I had started writing this post unfortunately the day Robin Williams died. I am not a television, music or show type of person. I can’t even tell you what song is on the radio or who sang it or when he or she sang the song. Pop culture is not my forte. However, I really did like Robin Williams and this is the first celeb that has ever hit home with me.

When I went to my brain injury clinic in July we decided to switch meds as I so sick of feeling yucky on Lyrica. My doc wanted me to decrease down the meds until I was completely off them and start on a new prescription. I has taking eight lyrica pills a day. Four in the morning and four in the evvening.

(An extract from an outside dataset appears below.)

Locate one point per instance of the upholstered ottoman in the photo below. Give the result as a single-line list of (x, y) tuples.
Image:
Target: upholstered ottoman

The first week was no biggie. Three days after I decreased one morning and one evening pill I felt a little sick to my stomach. I was positvie that this was going to be an easy ride. The next week I went down another two pills, one in the morning and one in the afternoon. Two days later, I felt sick again and I was completely stuck in bed with chills, fever, stomach pain, shakes. It was like a bad case of the flu. The only upside was that my right side still felt good. I was beginning to think that I had recovered from the neurogenic pain.

I felt sick until that sunday where I decreased another pill in the morning and one in the evening. Two days later I felt worse than I had last week. Chills, shakes, fever, stomach upset, stomach cramps. Now the week before I thought I was cured from pain. NOPE, the pain started to come on strong. I started to drag my leg, and things began dropping through my right hand. My right side began to burn, have sharp pains and feel like fire ants crawling onmy skin. By Wednesday I couldn’t take it anymore, my right side has siezed up. I went to the Docs office on Thursday. I barely could concentrate driving, I was in so much pain and I felt so sick. A friend of mine said I looked grey.

The Doc had me begin to tirate up on my new drug Lamotratgine. I was not to go down on anymore Lyrica for at least a week or two until the new meds kicked in.

What I experienced was withdrawl from lyrica from my system. Although Lyrica is not a narcotic drug, it does alter brain chemistry and neurotransmitters in some way to alleviate the systems, thus your body can become dependant on the drug. I think the drug does store in you fat cells causing it to take a bit to get out of your system. That is why they do not like you to stop taking the medicine without ti rating down.

It took me another three weeks to ween myself up to maintenance dose of Lamotratigine and off of Lyrica all together. Thank goodness that I had two weeks of ti rating up of meds before family came to visit us. By the time my brother and his kids visited, i started to feel energy and finally feel clear headed.

I think of myself as a strong person with a high pain tolerance, but holy hannah did I ever fool myself. I would like to give kudos for all those people who have been brave enough to face their drug and alcohol addictions face off on. To overcome physical and mental withdrawal, is a scary merry go round and now understand why it is so easy to give up. I know I couldn’t get off my prescription meds all the way without starting new ones. All you people who have faced the dragon and take intentional steps forward every day are my true heroes. I have not walked any where near your struggles and have only been given a glimpse. But that glimpse been enough for me.

I can only work towards that one day my body will be healed enough mentally and physcally to be able to get off the prescription drugs. In the meantime, I will take each day with small forward steps with a clear positive mind with the help of my mediciation.